J'ai embrayé sur The Letter, sans plus de succès puis sur Wild World et là, miracle ! 20 pence !
J'ai continué à jouer pendant 1h10 environ, en enchaînant les morceaux. J'ai reçu de l'argent dès que je jouais un rock 'n' roll ou une vieille chanson des Beatles ou des Stones, j'ai été seul le reste du temps. Seuls deux enfants se sont arrêtés et sont restés du début à la fin en haut de l'escalier. Vers la fin, ils ont été rejoints par une dizaine de leurs potes et trois d'entre eux sont descendus l'un après l'autre pour me laisser un peu de monnaie alors que j'étais en train de jouer deux compos juste pour pouvoir me vanter d'avoir fait la manche à Londres avec mes propres chansons. J'ai donc rajouté deux vieux rockabilly et ils ont à moitié dansé. En partant, pour les remercier, j'ai voulu leur offrir un cd de démo de reprises, qu'ils ont fini par accepter, non sans me remettre une pièce dans l'étui en s'excusant de me laisser de la monnaie polonaise ! (j'aurai donc bientôt une démo en Pologne !!!)

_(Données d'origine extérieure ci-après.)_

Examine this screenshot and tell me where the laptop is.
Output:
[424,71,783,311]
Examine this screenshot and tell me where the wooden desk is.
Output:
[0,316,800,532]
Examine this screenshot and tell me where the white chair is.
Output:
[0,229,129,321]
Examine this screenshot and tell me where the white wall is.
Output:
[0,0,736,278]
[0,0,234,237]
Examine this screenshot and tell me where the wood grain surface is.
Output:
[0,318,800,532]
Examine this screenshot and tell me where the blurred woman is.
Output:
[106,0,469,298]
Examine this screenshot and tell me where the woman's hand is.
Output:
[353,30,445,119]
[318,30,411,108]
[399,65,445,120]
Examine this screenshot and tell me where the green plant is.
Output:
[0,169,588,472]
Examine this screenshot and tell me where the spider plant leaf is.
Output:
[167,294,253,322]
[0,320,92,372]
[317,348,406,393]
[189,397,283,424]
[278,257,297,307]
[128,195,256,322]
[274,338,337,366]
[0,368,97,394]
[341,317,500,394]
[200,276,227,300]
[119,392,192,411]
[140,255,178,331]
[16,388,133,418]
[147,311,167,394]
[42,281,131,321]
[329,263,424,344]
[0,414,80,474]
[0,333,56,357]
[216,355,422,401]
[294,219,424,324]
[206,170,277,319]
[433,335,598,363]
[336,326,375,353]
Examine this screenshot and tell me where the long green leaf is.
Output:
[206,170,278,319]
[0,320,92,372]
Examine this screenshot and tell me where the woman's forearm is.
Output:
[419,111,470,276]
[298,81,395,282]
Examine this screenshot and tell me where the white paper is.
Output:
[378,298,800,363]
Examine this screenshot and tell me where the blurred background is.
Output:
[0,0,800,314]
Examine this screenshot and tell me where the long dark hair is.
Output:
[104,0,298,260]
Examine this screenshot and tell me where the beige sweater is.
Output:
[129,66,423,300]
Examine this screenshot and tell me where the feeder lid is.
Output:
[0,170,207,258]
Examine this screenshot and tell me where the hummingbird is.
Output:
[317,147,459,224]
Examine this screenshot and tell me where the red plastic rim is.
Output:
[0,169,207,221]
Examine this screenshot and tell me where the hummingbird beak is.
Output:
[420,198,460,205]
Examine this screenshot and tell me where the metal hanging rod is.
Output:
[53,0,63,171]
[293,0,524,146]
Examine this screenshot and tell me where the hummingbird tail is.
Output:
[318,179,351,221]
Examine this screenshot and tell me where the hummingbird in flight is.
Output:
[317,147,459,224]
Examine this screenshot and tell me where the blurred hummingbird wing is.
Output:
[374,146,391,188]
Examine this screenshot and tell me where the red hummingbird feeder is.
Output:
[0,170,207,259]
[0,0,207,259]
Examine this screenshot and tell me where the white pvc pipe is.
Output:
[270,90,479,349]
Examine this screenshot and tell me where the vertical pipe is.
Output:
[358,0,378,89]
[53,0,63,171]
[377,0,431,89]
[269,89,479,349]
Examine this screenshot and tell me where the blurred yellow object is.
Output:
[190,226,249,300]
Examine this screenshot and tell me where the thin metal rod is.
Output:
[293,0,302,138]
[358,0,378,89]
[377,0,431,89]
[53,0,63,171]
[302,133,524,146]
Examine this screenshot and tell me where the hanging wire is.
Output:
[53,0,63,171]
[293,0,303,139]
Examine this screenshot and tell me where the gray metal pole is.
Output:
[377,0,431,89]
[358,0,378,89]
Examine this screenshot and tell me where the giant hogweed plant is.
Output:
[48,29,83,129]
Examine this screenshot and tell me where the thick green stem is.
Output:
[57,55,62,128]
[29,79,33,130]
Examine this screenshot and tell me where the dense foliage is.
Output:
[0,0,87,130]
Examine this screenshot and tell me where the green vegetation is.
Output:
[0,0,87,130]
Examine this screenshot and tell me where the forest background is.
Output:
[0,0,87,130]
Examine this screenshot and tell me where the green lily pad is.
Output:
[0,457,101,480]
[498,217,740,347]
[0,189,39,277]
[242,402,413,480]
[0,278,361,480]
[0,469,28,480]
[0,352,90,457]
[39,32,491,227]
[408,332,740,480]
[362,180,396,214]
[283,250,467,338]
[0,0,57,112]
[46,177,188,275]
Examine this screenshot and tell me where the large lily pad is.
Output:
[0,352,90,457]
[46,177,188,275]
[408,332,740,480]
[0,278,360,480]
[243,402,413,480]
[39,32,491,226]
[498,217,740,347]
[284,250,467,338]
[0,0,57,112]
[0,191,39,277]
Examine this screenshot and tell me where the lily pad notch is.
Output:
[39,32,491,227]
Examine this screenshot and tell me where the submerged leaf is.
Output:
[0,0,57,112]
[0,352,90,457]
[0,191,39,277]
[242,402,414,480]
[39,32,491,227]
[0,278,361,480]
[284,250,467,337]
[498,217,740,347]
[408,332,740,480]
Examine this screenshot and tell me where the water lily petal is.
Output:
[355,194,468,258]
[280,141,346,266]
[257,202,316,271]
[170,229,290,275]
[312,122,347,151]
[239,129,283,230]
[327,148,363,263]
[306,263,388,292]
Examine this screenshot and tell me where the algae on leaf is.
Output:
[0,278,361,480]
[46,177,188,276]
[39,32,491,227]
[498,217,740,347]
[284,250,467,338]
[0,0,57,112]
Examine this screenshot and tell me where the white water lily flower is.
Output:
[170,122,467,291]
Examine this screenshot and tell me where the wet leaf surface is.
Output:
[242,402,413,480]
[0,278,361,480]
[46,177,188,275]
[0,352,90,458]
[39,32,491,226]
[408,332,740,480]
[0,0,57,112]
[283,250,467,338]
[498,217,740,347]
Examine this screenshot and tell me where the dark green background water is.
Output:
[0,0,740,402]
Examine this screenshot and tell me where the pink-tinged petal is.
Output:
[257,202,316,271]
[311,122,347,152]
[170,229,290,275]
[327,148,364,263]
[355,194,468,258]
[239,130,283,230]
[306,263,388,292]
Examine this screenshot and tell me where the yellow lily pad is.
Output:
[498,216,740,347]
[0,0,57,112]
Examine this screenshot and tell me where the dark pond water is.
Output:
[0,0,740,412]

Le bilan financier de cette session est de 6 livres et 67 pence, 51 centimes d'euros et 7 zloty ! 9, 71 euros en 1h 10 ! Pas grandiose, mais ça me paiera ma soirée concert de ce soir !

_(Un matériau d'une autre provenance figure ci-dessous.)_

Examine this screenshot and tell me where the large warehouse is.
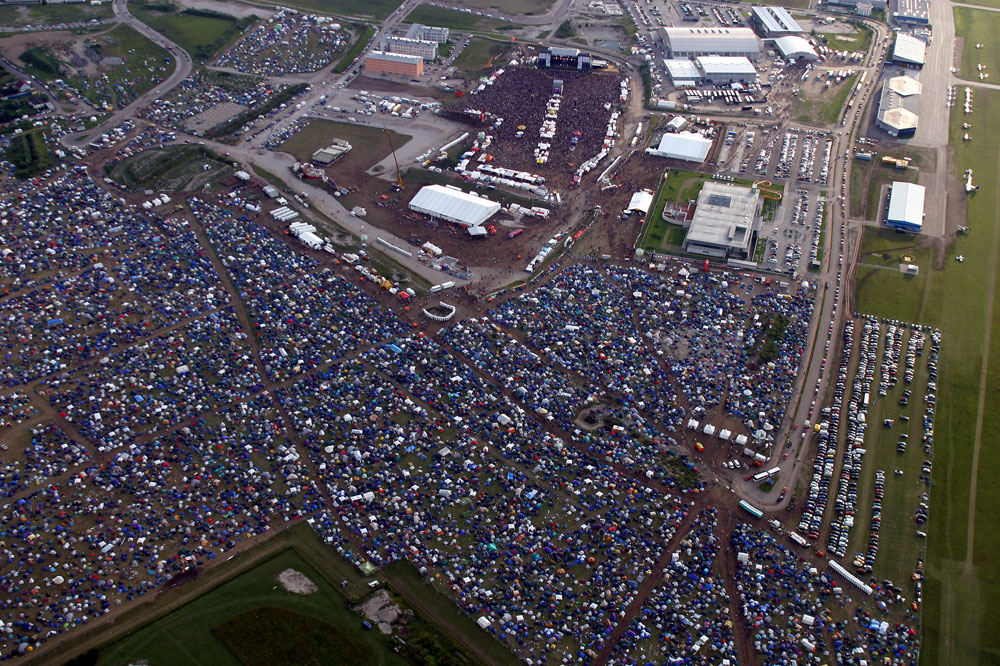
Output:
[885,181,925,233]
[410,185,500,227]
[646,132,712,164]
[663,28,760,58]
[750,7,803,39]
[892,32,927,67]
[875,76,921,138]
[684,181,760,259]
[774,35,819,62]
[663,56,757,83]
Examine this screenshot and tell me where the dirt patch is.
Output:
[278,569,319,594]
[184,102,247,133]
[361,590,401,636]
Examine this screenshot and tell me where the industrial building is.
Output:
[312,139,351,166]
[891,32,927,67]
[684,181,760,259]
[538,46,591,70]
[663,56,757,88]
[365,51,424,76]
[406,23,448,44]
[892,0,931,25]
[410,185,500,227]
[695,56,757,85]
[774,35,819,62]
[825,0,888,10]
[646,132,712,164]
[382,36,437,60]
[885,181,925,233]
[875,76,921,138]
[750,7,804,39]
[662,28,760,58]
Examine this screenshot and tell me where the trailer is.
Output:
[740,500,764,518]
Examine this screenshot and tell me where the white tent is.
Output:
[646,132,712,164]
[410,185,500,227]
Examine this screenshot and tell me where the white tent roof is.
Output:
[886,182,925,229]
[646,132,712,162]
[410,185,500,227]
[628,190,653,213]
[892,32,927,65]
[774,35,819,60]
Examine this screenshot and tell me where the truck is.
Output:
[740,500,764,518]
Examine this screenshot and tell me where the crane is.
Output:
[382,124,403,192]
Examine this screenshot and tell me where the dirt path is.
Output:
[593,511,698,666]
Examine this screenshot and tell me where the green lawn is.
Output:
[129,3,256,62]
[857,85,1000,666]
[273,0,403,21]
[406,5,514,31]
[98,549,405,666]
[953,7,1000,82]
[819,23,873,51]
[452,37,503,79]
[0,2,113,26]
[795,74,858,126]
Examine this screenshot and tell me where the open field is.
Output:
[953,7,1000,82]
[452,37,504,79]
[795,74,858,125]
[130,3,256,61]
[819,23,872,51]
[406,5,515,31]
[278,119,410,165]
[333,24,375,74]
[438,0,555,16]
[0,2,113,26]
[857,88,1000,665]
[109,145,235,192]
[98,549,405,666]
[274,0,402,21]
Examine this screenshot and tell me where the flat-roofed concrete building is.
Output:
[684,181,760,259]
[365,51,424,76]
[662,28,760,58]
[750,7,803,39]
[382,36,437,60]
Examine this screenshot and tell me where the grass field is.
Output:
[857,88,1000,666]
[406,5,514,32]
[274,0,403,21]
[795,74,858,126]
[452,37,504,79]
[430,0,555,16]
[108,145,235,192]
[98,549,406,666]
[130,3,256,62]
[0,2,113,26]
[953,7,1000,82]
[819,23,872,51]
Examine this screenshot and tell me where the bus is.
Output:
[753,467,781,483]
[740,500,764,518]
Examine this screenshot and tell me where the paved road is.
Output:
[62,0,193,146]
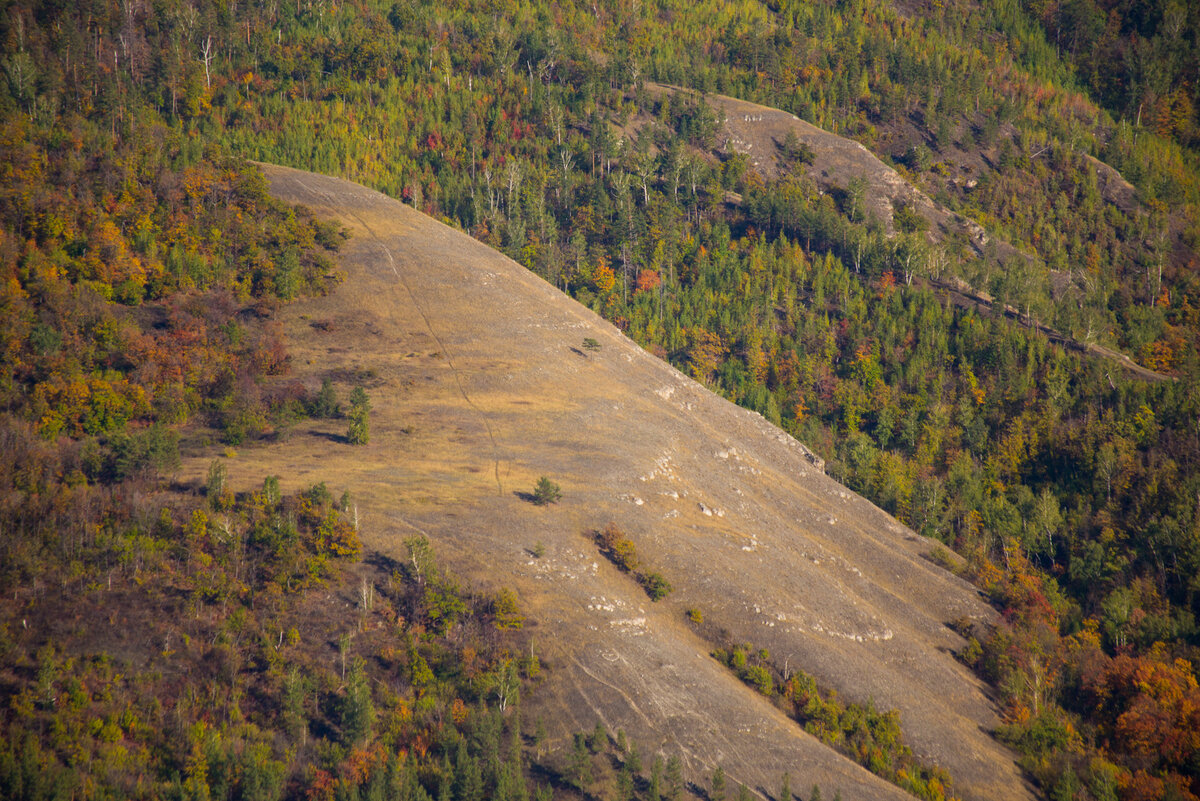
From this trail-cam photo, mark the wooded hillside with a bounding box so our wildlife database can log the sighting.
[0,0,1200,800]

Le bilan psychologique est bien meilleur ! J'ai surmonté mes appréhensions, avec personne dans mon dos pour me pousser, m'encourager ou me retirer de la pression. J'ai pris beaucoup de plaisir à chanter (ça faisait longtemps sans jouer !), ça m'a fait répéter. J'ai essayé de sourire aux gens, c'est assez gratifiant comme sensation ! Il y a bien sûr une impression bizarre qui arrive quand quelqu'un dépose une pièce dans l'étui, on se sent un petit peu comme un chien qui reçoit une friandise après avoir fait le beau, ça ne contribue pas à flatter l'ego. Mais d'un autre côté, c'est la même chose en concert “traditionnel”, on joue pour le regard des autres, c'est juste plus criant en faisant la manche. A l'opposé, le point très positif de l'interaction directe, c'est qu'on voit tout de suite quand on est efficace ou pas. Et ça laisse une multitude de possibilités à explorer pour augmenter le contact entre les passants et soi, pour attirer l'attention sans être agressif. Je comprends vraiment pourquoi tant de gens disent que c'est la meilleure école. J'y retournerai, c'est sûr !
1 commentaire:
Annexe au bilan financier : il convient de retirer des bénéfices les 70 pence que j'ai mis dans l'étui pour amorcer la pompe !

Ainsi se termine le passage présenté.